In part one, Vimal provided step-by-step instructions on to get your Yardi through utilization of software as a service (SAAS) and/or the Private Cloud environment. In part two, Vimal explains how to utilize “log shipping” top get your data from Yardi:
Until recently, obtaining data externally from Yardi was reserved to two methods: via a nightly backup of the database, or via direct SQL query access over VPN (if you were paying for a private cloud).
Both worked well, but with minor flaws.
The nightly back up process would allow you to only refresh your data environment once a night with the previous day’s data. As organizational reporting and analytics requirements evolve and faster, more real-time updates are needed, having old data can be a hinderance. Not to mention, it can take a lot of time to pull a large database from the FTP server, unzip it and restore it.
The second method (direct SQL query) solved several of those issues. You could query data ad hoc and build change capture logic directly into the layer. You could use efficient load logic to identity and load only new records. This could tax the server’s memory, however, as look-ups comparing millions of rows of data to determine specific information can be quite intensive. In any case, many Yardi clients are not using private cloud – making the option inaccessible.
This leads us to the new method of getting your data from Yardi, which is a natural evolution from the original back-up process.
Log shipping data restoration allows you to automatically send transition log backups from the primary database to a secondary database. The transaction logs only store the changes from the previous backup, creating a series of smaller backup logs that can be applied to the secondary server, creating a replicated read-only database. (Click here for more information on SQL server log shipping).
Yardi will provide clients with a shared folder where transaction logs are created and stored from the primary server (similar to the database back backup method). You can then build a process to automatically pick-up these files. Once you decompress the files (using the LiteSpeed back up tool) and store them locally, then you can apply them to the secondary database on your local environment by following these steps:
- All user sessions will need to be terminated. As each log should only take a few minutes to apply, it’s best to have an SLA with your users so they know when they will be kicked off the server. If you are restoring multiple logs, then you should script this process and run it for every log file. This prevents any sneaky users or processes from jumping back on and causing an error in the restore.

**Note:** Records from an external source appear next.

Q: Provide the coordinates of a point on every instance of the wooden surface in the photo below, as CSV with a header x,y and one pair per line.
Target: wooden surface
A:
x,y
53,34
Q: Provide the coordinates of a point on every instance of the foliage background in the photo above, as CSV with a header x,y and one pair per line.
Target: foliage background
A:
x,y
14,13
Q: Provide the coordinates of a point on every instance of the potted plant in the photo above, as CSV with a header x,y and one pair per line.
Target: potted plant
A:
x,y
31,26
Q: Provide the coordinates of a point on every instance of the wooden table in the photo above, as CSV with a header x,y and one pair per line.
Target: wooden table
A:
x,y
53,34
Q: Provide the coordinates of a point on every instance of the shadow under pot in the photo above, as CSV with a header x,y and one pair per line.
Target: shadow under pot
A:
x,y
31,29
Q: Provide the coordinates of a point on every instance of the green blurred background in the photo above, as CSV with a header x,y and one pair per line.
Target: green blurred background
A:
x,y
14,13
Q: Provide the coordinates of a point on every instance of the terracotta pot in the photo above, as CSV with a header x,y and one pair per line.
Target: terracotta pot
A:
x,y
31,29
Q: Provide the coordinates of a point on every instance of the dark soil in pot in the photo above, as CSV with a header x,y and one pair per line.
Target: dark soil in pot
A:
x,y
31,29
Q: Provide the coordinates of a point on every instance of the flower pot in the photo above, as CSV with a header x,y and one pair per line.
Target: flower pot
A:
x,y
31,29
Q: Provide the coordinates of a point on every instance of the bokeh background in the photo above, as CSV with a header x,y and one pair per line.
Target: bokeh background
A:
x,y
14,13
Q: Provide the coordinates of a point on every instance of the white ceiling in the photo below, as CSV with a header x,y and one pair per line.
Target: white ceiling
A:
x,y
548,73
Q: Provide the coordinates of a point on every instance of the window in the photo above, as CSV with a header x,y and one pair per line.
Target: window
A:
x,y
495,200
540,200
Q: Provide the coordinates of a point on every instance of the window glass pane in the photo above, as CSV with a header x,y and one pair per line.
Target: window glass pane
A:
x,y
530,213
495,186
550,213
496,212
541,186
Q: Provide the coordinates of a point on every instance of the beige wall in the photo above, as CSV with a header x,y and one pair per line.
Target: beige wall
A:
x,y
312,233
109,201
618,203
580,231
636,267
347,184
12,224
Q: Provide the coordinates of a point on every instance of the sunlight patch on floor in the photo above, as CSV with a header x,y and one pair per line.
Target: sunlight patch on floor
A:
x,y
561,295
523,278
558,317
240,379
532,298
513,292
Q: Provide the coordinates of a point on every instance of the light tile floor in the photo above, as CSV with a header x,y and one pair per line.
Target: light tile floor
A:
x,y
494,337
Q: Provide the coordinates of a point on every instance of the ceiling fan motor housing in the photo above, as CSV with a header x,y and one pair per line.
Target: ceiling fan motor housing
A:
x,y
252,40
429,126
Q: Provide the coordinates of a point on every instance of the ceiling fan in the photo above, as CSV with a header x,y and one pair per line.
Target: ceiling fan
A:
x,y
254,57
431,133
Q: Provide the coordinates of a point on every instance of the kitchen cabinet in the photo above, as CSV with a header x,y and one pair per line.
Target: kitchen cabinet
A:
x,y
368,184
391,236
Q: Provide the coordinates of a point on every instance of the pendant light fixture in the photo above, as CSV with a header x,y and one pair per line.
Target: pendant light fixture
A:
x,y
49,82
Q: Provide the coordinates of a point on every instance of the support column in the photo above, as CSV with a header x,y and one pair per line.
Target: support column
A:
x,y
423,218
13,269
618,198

- The database must always remain in read-only or stand-by mode. If you switch out of this mode, then logs will not load. Then, you would need to do a full restore to allow logs to be applied.

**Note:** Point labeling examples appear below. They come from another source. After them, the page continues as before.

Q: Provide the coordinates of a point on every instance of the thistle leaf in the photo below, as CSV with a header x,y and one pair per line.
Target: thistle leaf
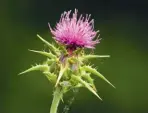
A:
x,y
50,55
86,57
86,85
35,68
95,72
54,49
51,76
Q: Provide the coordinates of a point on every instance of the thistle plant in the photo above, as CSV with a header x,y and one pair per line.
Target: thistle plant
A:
x,y
67,65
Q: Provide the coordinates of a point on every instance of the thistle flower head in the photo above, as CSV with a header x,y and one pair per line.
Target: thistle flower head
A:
x,y
74,31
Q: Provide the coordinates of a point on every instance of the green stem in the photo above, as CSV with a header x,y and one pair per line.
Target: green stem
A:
x,y
56,100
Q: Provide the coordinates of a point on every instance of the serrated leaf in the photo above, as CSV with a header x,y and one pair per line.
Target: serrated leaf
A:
x,y
54,49
86,85
51,76
50,55
35,68
95,72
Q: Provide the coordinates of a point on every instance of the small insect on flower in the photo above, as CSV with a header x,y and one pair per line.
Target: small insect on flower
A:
x,y
74,31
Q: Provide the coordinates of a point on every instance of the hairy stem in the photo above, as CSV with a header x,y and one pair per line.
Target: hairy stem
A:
x,y
56,100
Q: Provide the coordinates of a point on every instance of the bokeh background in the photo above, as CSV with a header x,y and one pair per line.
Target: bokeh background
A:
x,y
123,26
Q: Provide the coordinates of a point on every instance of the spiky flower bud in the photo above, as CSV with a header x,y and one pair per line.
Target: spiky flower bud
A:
x,y
66,65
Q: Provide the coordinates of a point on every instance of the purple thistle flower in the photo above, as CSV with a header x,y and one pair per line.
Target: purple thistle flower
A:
x,y
75,32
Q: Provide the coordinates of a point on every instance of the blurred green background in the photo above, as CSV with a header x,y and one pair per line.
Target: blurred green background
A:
x,y
123,28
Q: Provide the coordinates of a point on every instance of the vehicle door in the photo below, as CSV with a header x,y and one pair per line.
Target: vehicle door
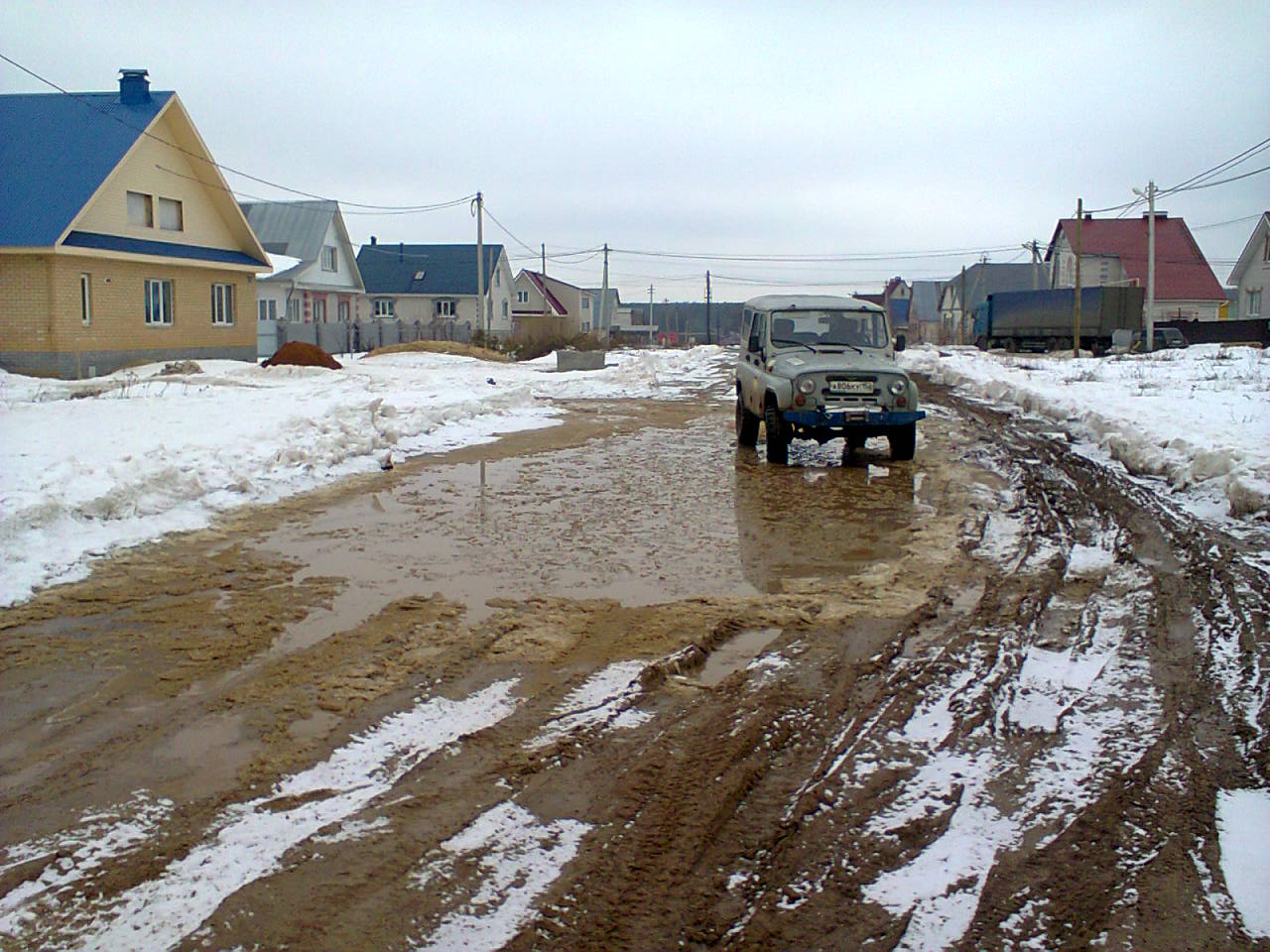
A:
x,y
749,368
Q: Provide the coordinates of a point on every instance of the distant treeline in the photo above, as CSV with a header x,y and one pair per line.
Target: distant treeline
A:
x,y
690,317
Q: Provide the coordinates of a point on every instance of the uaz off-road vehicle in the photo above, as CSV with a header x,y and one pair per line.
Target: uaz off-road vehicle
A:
x,y
818,367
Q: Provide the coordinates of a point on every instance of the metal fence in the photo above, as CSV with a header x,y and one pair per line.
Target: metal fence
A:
x,y
356,336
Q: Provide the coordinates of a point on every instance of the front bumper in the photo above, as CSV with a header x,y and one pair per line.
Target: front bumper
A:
x,y
846,419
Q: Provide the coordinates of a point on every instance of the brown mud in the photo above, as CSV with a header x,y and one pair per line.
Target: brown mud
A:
x,y
792,625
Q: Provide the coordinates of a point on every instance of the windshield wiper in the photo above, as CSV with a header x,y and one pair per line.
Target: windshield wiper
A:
x,y
794,343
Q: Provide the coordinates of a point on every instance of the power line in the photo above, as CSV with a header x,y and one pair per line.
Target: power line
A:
x,y
372,208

- Script the process to restore logs in the right order. In my case, I’ve supplemented our SQL scripts with an ETL control tables to make sure the right files get applied in the right order. There’s no need to worry about reapplying older files as SQL will be smart enough to know those are not needed and will skip over them. This SQL script can then be packaged up in your ETL tool.
- Users cannot be created on the secondary database. Those needed for the secondary will need to be created on the primary database – and the SUSER_SID can be extracted via a query. Then, on your local server where the secondary is stored, you can create a new user sharing the same SUSER_SID. This workaround allows you to create your own ID and passwords for access to the secondary without having to share any credentials on the primary server.
It’s important to note that before the log shipping process can be set up, you will need to do a full restore of an entire database as a starting point. It is recommended this process be set up as a job in case there is a hiccup in the log shipping method. This allows you to re-baseline the data, which can be run over a night or weekend and used as a disaster recovery process in the case something does go wrong.
This allows you a truly replicated instance locally to use for reporting and analytics, giving you up-to-date data for powerful insights and more instant reactionary reporting.